Macabra scoperta a Broccostella, nel frusinate: ritrovati resti umani in un’area boschiva isolata. Il corpo era smembrato e in avanzato stato di decomposizione

Il macabro ritrovamento di resti umani in un’area boschiva isolata ha gettato un’ombra di mistero sulla provincia di Frosinone. La scoperta, avvenuta nel comune di Broccostella, è il culmine di una serie di eventi che hanno mobilitato una vasta squadra investigativa, dal momento del primo rinvenimento lo scorso 24 agosto.

Macabra scoperta a Broccostella, nel frusinate: ritrovati resti umani in un’area boschiva isolata. Il corpo era smembrato e in avanzato stato di decomposizione

Gli inquirenti della Squadra Mobile di Frosinone e del Commissariato di P.S. di Sora, supportati dalla Polizia Scientifica di Roma, si sono trovati di fronte a un puzzle inquietante: resti sparsi e in avanzato stato di decomposizione, probabilmente dispersi dall’attività di animali selvatici come i cinghiali, che popolano la zona.

Il primo indizio è stato raccolto grazie al fiuto di Luna, un cane specializzato nella ricerca di resti umani, che ha individuato una parte del corpo, una scarpa, una maglietta verde e dei bermuda.

Un’indagine serrata

Le ricerche, estese in un’area più ampia e a circa 50 metri dal luogo del primo ritrovamento, hanno portato alla luce ulteriori reperti, rafforzando l’ipotesi di un corpo mutilato.

Le operazioni hanno visto la partecipazione anche di volontari della Protezione Civile, in un’imponente battuta di ricerca che si è protratta per giorni.

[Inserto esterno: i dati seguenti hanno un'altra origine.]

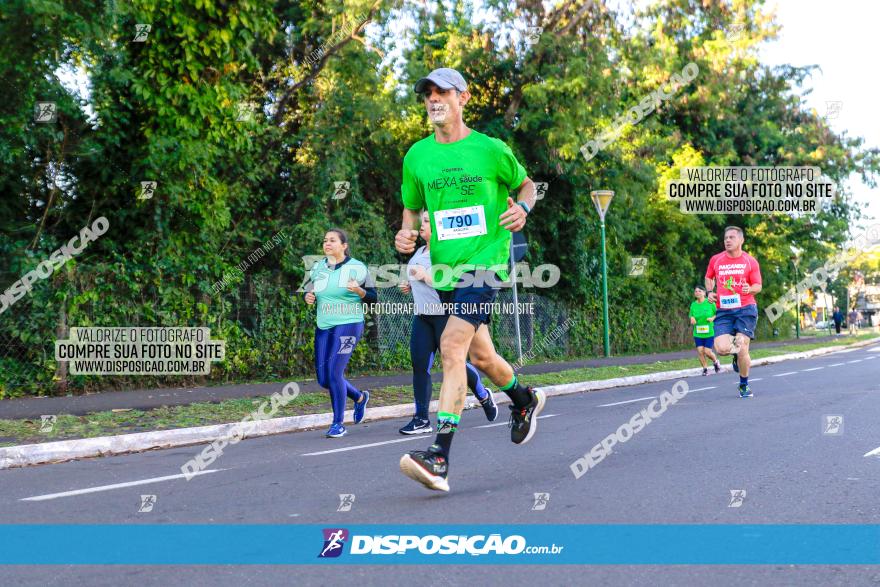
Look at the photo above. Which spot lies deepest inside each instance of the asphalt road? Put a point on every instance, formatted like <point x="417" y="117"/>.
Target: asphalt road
<point x="147" y="399"/>
<point x="680" y="469"/>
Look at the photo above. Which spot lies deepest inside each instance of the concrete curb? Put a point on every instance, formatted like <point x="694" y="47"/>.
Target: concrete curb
<point x="68" y="450"/>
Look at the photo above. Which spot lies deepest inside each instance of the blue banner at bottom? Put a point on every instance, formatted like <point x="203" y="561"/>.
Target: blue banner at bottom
<point x="440" y="544"/>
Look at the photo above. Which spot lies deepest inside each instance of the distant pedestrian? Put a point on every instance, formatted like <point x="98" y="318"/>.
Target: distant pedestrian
<point x="852" y="320"/>
<point x="702" y="315"/>
<point x="837" y="317"/>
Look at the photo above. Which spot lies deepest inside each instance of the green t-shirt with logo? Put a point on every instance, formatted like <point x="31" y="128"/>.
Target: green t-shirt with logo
<point x="700" y="311"/>
<point x="464" y="186"/>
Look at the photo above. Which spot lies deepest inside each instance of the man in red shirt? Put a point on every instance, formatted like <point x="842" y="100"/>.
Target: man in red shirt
<point x="738" y="276"/>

La speranza è che questi nuovi elementi possano contribuire a ricostruire gli ultimi istanti di vita della vittima.

Il nome che manca

Tuttavia, il tassello più importante rimane l’identità della persona. La Procura della Repubblica di Cassino ha affidato a un medico legale il compito di estrarre il profilo del DNA dai resti.

La comparazione genetica è la chiave per dare finalmente un’identità a quei resti e, si spera, fornire risposte ai familiari.

Le attenzioni si concentrano in particolare sulla scomparsa di Elvio Delicata, un uomo di 60 anni di Atina, di cui si sono perse le tracce lo scorso 2 luglio.

Gli inquirenti non escludono nessuna pista e attendono l’esito dell’autopsia e dell’esame del DNA, fondamentali per confermare o smentire l’identificazione e per fare luce su un caso che ha già rievocato la memoria di altri crimini efferati avvenuti in quel bosco.